If the logic behind quasi-random sampling is to rely on random chance to get a sample that has roughly the right demographic proportions, quota sampling does things the other way round. If we know that a representative sample has 520 women and 480 men, interviewers are sent out and told to find 520 women and 480 men. Rather than using chance, the sample profile is designed and then filled to order.
Typically quota sampling was associated with face-to-face polling, and interviewers would be sent off to one of 200 odd sampling points with each given a quota of something like “2 middle class women over 55, 1 working class man under 25 and 2 working class women 25-55”, etc. The sample was not random, interviewers would go door to door looking specifically for the type of people they needed to fill their quota.

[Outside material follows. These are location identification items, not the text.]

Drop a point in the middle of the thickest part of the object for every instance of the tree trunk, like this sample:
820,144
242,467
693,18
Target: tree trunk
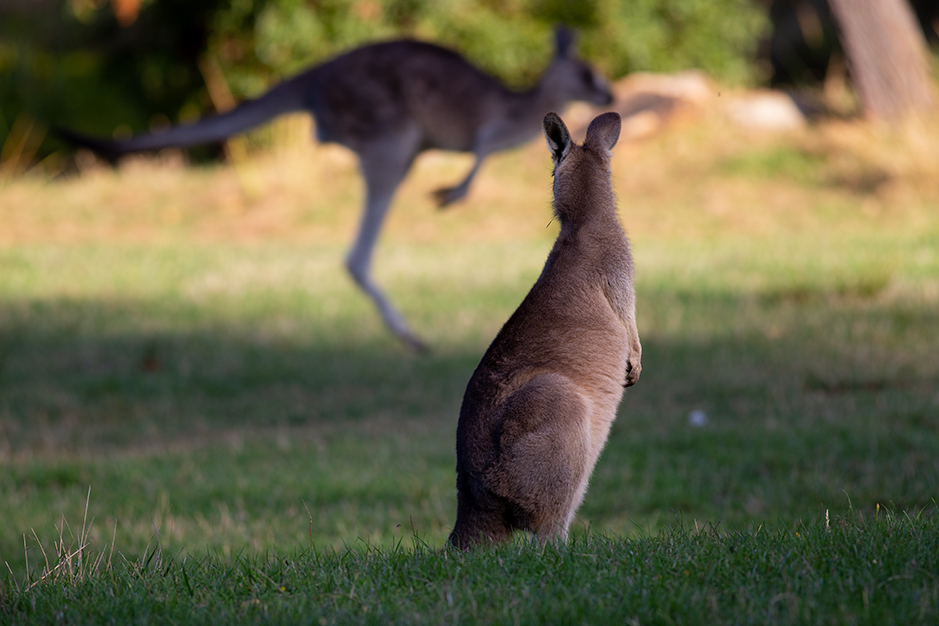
887,58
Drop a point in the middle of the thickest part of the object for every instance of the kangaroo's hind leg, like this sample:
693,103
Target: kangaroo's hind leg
542,467
384,163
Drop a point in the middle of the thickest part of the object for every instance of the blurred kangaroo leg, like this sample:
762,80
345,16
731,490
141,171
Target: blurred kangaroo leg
384,165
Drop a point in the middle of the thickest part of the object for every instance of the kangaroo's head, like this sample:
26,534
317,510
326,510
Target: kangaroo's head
582,184
570,78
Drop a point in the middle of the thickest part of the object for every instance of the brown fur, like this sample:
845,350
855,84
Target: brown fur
538,408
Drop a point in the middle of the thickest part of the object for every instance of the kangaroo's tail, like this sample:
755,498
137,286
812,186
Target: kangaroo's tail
284,98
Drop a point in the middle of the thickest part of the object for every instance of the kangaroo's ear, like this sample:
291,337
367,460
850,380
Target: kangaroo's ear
559,139
564,39
603,131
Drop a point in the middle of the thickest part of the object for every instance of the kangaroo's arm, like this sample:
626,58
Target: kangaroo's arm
619,293
499,134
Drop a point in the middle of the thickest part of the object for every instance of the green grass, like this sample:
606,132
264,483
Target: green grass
230,399
854,570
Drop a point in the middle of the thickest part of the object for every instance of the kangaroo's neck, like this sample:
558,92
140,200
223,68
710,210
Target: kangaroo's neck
585,203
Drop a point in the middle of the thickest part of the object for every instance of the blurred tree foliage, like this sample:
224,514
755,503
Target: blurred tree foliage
93,65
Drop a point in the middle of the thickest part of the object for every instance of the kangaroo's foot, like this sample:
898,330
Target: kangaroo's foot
448,195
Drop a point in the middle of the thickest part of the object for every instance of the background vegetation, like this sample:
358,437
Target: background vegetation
87,65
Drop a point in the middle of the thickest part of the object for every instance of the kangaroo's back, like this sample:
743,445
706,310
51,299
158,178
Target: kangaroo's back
367,92
538,408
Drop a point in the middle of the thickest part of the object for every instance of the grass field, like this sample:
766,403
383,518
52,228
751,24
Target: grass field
182,341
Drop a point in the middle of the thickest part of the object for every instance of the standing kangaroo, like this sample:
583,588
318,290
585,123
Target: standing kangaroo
538,408
388,102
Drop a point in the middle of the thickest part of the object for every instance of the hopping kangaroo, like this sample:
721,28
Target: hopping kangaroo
538,408
388,102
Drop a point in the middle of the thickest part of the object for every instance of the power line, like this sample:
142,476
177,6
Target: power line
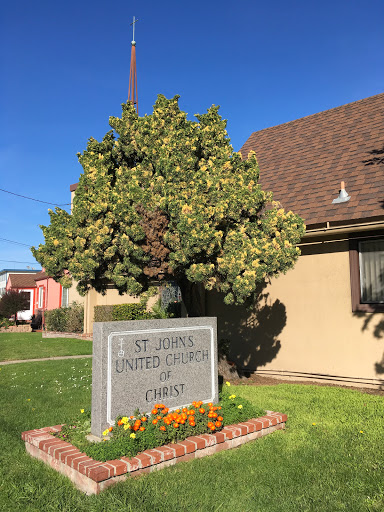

Since 2008 Ipsos MORI who were the only regular pollster using this traditional method for their voting intention polls have switched to using phone polling, so there is no need to dwell on it in great detail. However, YouGov’s method of carrying out online polls have some similarities to it.
YouGov’s samples are drawn not from the public at large, but from a panel of volunteers who are paid to take polls. Clearly this panel is in itself unlikely to be representative so neither would a random sample drawn from it. Instead samples are designed, with invites to take part going out to the correct proportions of people of each gender, age group, social class and so on.
The fact that YouGov have a knowledge of the demographics of members of their panel means, unlike quasi-random samples, they know who they are inviting so in theory can design a sample that is representative by many different measures. In practice though, their samples still require weighting to be representative because of variable response rates.